Mireille Faugère : Oui car il y une véritable concurrence. Les entreprises sont très sollicitées. Nous devons donc montrer combien les entreprises françaises qui investissent en Afrique ont intérêt à se préoccuper de la santé des africains.
Filippo Monteleone : Il faut apporter la preuve de notre engagement et de notre professionnalisme. Nous sommes régulièrement audités, et respectons une compliance de très haut niveau. L’AMREF s’est développée sur un modèle culturel anglo-saxon, le partenariat public/privé fait partie de son ADN.
Mireille Faugère : Les fondations d’entreprise, mais aussi les bailleurs publics, demandent effectivement des résultats tangibles, en impact de nos actions sur la santé des populations et en suivi financier et comptable des financements. L’évaluation fait partie du métier. On nous demande des suivis très stricts, nous devons rendre des comptes. Le niveau d’exigence est très élevé, qu’on ne s’y trompe pas : c’est celui du monde de l’entreprise, et il supporte la comparaison avec celui réclamé dans les établissements de santé français.
Quelles sont vos ambitions pour l’AMREF en France ?
Mireille Faugère : La rendre plus visible car elle repose sur un modèle juste, moderne et inspirant. L’AMREF peut et doit devenir une fenêtre sur l’Afrique et sur un modèle de développement particulièrement pertinent. Notre objectif est qu’elle se développe.

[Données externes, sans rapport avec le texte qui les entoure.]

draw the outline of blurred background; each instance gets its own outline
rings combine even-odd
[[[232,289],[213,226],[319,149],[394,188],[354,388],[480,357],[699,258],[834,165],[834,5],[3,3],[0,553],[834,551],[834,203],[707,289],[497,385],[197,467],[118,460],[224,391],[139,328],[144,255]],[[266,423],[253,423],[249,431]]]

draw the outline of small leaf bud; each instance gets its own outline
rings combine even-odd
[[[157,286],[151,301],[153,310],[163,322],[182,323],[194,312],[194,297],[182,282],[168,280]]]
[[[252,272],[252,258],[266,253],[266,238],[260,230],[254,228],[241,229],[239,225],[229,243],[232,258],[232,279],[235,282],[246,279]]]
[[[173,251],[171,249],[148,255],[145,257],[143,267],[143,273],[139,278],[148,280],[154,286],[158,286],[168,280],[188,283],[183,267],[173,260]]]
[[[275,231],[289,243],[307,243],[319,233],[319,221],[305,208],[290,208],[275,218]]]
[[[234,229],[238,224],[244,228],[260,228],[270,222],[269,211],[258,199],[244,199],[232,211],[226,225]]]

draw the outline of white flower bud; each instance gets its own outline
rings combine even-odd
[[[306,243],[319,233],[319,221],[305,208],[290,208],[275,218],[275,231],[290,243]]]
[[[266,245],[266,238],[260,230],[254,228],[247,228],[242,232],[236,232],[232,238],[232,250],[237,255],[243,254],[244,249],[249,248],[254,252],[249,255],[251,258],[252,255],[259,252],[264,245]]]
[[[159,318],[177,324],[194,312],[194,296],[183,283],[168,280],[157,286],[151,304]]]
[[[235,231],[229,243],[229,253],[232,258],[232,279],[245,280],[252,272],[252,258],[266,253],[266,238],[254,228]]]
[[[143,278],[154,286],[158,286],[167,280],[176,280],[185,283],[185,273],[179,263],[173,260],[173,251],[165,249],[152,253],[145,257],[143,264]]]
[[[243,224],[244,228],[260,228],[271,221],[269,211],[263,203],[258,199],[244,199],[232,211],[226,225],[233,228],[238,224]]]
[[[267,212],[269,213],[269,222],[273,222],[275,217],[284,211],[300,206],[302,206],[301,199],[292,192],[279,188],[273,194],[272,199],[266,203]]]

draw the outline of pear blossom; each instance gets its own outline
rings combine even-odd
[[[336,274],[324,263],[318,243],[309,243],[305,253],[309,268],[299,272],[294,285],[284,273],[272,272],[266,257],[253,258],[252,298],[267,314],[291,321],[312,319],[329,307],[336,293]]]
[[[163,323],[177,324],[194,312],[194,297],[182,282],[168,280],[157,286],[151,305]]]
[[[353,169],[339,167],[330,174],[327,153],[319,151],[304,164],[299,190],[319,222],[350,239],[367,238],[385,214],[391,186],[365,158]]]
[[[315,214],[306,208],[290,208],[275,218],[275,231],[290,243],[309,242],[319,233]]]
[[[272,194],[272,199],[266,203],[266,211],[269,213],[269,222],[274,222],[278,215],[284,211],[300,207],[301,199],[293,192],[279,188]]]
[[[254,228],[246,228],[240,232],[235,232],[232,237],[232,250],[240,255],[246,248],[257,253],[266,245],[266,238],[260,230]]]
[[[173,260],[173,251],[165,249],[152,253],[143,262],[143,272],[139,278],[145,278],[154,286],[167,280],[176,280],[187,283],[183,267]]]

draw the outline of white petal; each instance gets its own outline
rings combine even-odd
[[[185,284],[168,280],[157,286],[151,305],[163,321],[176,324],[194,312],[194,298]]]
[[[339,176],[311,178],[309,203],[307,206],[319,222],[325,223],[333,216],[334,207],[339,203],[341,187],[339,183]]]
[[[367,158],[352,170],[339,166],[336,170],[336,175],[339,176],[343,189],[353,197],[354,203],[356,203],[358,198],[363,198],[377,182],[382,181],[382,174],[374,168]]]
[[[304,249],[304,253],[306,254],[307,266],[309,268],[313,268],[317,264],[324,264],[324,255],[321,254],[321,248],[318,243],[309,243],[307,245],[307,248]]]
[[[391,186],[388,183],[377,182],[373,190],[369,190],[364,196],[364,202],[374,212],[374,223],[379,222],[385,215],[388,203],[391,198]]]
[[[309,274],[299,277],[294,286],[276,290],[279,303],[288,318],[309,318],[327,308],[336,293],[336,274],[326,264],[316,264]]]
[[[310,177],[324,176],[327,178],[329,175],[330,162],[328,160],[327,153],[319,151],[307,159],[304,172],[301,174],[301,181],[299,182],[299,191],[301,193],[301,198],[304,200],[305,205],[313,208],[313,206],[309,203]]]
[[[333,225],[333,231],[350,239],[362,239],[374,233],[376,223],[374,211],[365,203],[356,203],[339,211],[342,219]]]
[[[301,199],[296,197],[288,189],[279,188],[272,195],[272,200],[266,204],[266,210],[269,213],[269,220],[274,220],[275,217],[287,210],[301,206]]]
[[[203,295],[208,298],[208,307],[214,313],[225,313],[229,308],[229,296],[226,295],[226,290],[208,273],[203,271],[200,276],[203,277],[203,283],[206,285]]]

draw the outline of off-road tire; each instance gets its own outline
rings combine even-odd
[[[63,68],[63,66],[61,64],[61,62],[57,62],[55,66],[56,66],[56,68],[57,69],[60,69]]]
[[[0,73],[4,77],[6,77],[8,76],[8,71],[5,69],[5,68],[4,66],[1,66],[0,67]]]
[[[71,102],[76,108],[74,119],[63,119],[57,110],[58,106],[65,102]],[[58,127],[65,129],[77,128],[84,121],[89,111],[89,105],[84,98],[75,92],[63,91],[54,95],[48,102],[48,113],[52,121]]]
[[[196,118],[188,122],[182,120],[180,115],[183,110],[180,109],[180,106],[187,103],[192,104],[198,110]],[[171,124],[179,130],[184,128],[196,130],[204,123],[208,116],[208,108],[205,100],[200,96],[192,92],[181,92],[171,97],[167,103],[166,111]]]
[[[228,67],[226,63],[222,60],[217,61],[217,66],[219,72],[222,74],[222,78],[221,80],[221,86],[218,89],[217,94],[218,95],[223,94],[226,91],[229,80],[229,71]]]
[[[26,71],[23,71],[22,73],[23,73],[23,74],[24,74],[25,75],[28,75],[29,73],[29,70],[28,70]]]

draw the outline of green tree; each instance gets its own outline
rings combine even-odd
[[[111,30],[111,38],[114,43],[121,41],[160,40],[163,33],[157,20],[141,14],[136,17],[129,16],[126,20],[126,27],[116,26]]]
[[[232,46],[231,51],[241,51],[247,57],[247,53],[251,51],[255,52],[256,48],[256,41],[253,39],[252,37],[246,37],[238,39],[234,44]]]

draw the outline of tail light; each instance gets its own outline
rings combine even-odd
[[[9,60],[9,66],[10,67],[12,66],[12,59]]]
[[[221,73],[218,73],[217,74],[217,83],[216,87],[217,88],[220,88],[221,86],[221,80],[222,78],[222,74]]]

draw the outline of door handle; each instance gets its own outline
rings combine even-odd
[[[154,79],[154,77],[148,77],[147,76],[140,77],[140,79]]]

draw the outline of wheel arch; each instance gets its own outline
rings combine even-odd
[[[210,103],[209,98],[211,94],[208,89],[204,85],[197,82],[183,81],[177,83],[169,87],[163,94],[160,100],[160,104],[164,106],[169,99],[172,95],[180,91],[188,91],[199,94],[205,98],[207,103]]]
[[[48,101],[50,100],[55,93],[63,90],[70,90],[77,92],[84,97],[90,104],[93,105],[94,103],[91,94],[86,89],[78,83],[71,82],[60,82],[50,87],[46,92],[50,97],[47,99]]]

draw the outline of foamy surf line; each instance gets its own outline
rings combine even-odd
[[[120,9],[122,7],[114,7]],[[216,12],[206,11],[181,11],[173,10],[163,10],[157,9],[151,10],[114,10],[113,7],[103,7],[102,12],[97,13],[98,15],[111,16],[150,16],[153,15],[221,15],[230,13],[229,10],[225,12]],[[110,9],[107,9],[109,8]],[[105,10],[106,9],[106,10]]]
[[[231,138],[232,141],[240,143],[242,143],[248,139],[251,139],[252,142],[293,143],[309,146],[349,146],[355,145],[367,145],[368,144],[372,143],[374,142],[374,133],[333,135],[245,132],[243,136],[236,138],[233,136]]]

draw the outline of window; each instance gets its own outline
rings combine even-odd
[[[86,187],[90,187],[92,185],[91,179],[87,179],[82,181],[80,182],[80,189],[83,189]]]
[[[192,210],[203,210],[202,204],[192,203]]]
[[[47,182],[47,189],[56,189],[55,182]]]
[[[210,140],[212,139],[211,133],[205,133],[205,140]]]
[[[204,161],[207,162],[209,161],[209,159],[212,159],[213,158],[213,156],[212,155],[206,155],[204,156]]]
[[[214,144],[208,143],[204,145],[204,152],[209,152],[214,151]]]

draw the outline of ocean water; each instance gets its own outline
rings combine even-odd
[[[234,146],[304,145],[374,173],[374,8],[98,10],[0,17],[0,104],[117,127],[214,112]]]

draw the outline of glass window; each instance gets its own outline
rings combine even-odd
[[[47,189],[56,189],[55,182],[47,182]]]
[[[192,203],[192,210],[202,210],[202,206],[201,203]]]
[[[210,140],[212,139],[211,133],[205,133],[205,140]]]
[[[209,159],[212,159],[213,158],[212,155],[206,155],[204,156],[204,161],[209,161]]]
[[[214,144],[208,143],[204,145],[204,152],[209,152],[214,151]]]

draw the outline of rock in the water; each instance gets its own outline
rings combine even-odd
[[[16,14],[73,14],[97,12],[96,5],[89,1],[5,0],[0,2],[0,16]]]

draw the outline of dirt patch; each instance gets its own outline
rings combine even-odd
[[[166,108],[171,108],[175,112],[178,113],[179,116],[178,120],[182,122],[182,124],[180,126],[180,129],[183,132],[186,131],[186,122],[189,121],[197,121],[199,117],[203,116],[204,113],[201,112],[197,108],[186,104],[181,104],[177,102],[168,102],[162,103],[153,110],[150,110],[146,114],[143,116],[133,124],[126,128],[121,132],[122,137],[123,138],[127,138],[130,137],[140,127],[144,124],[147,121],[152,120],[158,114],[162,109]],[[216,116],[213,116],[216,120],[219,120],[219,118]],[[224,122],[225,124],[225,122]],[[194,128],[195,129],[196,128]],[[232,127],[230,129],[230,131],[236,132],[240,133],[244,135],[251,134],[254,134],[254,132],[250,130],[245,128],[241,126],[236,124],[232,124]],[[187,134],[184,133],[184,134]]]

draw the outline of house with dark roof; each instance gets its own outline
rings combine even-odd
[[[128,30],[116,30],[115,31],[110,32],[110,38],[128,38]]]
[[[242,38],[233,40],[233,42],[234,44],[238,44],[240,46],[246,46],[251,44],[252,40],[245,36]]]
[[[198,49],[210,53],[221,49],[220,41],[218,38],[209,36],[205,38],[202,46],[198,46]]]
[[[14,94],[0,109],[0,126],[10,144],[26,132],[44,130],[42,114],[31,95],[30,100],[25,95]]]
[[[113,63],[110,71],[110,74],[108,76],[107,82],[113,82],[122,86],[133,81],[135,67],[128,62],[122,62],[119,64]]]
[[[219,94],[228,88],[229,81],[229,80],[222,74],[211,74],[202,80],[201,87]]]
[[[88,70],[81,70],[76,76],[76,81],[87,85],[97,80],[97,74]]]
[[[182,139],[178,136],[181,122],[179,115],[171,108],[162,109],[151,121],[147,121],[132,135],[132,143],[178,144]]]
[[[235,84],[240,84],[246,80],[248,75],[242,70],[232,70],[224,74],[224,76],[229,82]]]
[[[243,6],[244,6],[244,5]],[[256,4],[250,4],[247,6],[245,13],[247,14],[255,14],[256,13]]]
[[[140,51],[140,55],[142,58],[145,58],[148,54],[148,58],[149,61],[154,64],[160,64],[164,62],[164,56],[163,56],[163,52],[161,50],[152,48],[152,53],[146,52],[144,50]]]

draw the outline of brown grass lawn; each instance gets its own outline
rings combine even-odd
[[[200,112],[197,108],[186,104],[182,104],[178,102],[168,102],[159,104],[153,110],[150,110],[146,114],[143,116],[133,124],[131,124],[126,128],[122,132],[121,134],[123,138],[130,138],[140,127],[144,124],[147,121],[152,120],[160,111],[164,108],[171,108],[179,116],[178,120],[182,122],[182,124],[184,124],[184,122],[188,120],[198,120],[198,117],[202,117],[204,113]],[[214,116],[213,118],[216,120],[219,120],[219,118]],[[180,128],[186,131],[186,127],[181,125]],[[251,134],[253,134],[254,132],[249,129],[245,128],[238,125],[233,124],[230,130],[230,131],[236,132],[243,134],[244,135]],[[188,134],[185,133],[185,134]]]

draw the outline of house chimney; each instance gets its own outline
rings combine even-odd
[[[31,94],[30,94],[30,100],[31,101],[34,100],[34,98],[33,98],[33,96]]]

Filippo Monteleone : En aidant les entreprises françaises à mieux comprendre l’Afrique, AMREF France et le Club Santé Afrique favorisent leur implantation et le développement d’un projet d’entreprise et sociétal en Afrique. Ainsi, AMREF est à l’origine d’échanges très enrichissants dans les 2 sens et contribue à renforcer les liens entre nos continents pour une plus grande compréhension réciproque. Il en va de notre avenir commun.